La internación de los cadetes ocurrió el pasado lunes, cuando los jóvenes ingresaron al hospital Vera Barros con cuadros de deshidratación y fallas renales de distinto grado tras su primera instrucción en la Escuela, por lo que seis de ellos fueron alojados en terapia intensiva.

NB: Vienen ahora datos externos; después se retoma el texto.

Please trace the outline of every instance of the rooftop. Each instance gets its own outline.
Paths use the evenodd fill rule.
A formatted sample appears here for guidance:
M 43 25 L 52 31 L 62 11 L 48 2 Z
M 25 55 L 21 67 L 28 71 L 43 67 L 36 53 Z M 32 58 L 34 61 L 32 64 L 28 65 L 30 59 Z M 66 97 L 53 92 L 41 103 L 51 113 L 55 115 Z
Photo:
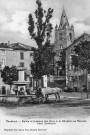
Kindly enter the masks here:
M 0 43 L 0 49 L 31 51 L 32 47 L 22 43 Z

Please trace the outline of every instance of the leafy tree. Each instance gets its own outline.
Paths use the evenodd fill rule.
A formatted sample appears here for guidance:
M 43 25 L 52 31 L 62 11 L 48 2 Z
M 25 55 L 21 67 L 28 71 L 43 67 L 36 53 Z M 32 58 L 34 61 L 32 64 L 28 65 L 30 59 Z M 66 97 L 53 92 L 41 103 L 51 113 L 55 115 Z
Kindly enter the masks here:
M 77 69 L 90 70 L 90 41 L 82 41 L 74 47 L 72 65 Z
M 72 55 L 72 65 L 76 70 L 86 69 L 87 74 L 90 72 L 90 41 L 82 41 L 74 47 L 74 54 Z M 87 98 L 88 98 L 88 81 L 87 81 Z
M 35 20 L 32 14 L 29 14 L 29 33 L 31 38 L 36 42 L 38 48 L 34 48 L 33 62 L 31 63 L 31 72 L 36 78 L 41 78 L 42 75 L 47 74 L 47 63 L 50 52 L 47 48 L 50 46 L 50 37 L 52 32 L 52 18 L 53 9 L 49 8 L 45 11 L 40 0 L 36 0 L 37 9 L 35 11 Z M 47 50 L 47 51 L 46 51 Z M 46 52 L 47 57 L 44 57 Z M 52 54 L 52 53 L 51 53 Z M 47 69 L 47 70 L 46 70 Z
M 10 85 L 10 90 L 13 84 L 13 81 L 18 80 L 18 71 L 15 66 L 8 67 L 5 66 L 3 70 L 1 70 L 1 78 L 5 84 Z
M 65 75 L 66 72 L 66 51 L 63 49 L 60 52 L 59 60 L 56 61 L 57 66 L 60 67 L 61 75 Z

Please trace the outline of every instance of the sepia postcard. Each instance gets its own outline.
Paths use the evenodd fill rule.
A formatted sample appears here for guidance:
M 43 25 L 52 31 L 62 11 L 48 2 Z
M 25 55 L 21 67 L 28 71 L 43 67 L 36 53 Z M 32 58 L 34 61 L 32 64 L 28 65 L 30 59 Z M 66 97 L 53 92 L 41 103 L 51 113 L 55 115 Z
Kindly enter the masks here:
M 90 0 L 0 0 L 0 135 L 90 135 Z

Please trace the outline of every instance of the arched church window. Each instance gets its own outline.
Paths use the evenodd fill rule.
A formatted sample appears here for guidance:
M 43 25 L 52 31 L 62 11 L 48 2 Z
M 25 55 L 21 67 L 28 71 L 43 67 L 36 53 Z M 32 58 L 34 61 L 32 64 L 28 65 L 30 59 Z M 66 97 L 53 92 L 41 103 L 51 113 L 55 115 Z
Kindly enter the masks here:
M 71 33 L 69 34 L 69 37 L 70 37 L 70 40 L 72 40 L 72 34 Z
M 60 49 L 63 49 L 63 46 L 62 45 L 60 45 Z
M 62 40 L 62 33 L 59 34 L 59 39 Z

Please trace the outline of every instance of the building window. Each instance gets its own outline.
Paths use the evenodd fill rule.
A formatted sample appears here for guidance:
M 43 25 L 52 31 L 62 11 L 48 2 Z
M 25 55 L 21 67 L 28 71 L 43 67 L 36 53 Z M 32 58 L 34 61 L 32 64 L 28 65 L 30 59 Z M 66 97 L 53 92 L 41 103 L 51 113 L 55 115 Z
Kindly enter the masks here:
M 2 51 L 1 51 L 1 54 L 2 54 L 2 55 L 5 55 L 5 54 L 6 54 L 6 51 L 5 51 L 5 50 L 2 50 Z
M 20 67 L 24 67 L 24 63 L 23 62 L 20 62 Z
M 23 60 L 24 59 L 24 53 L 20 52 L 20 59 Z

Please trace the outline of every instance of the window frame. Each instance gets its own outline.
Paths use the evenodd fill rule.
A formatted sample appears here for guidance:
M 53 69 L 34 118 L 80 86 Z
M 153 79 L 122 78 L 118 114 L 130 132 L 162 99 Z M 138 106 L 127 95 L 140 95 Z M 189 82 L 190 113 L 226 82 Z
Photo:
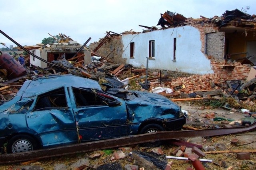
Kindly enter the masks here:
M 155 57 L 155 40 L 149 41 L 148 51 L 148 57 L 149 58 L 154 58 Z
M 130 58 L 134 57 L 134 42 L 130 43 Z
M 176 38 L 173 38 L 173 60 L 176 61 L 176 46 L 177 44 L 177 39 Z

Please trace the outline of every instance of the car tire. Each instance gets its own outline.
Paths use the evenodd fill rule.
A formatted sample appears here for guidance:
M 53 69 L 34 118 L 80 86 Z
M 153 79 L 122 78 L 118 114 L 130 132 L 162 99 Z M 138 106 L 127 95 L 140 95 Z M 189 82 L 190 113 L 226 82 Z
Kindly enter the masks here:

Un cadete fue trasladado en ambulancia por sus familiares a un centro médico de la ciudad de Córdoba, mientras que dos de los que estaban internados en terapia intensiva fueron llevados a una sala común y otros tres, internados en la guardia central, evolucionaban favorablemente. (Télam)

Una familia destruida
“Mi hermano no soportó un ataque al corazón. Nuestra familia está destruida. Era nuestro hermano más chico. El lunes fue su primer día en la Escuela de Oficiales y esa tarde ya estaba en coma, luchando por su vida”, sostuvo Adrián, hermano de Emanuel Garay. El joven reclamó que “los responsables respondan ante la Justicia” y advirtió que “no es un caso aislado” sino que “se vienen dando año a año”. “Mi hermano cayó deshidratado. El instructor dijo `Déjenlo, si se tiene que morir, que se muera´. Estuvo media hora más bajo el sol abrasador y luego le tiraron un baldazo de agua”, relató Adrián Garay. Los restos del joven, que no pudo reponerse ante el cuadro de shock que le provocó hacer ejercicios físicos por largas horas a altas temperaturas y sin hidratación, serán velados en la localidad de Portezuelo.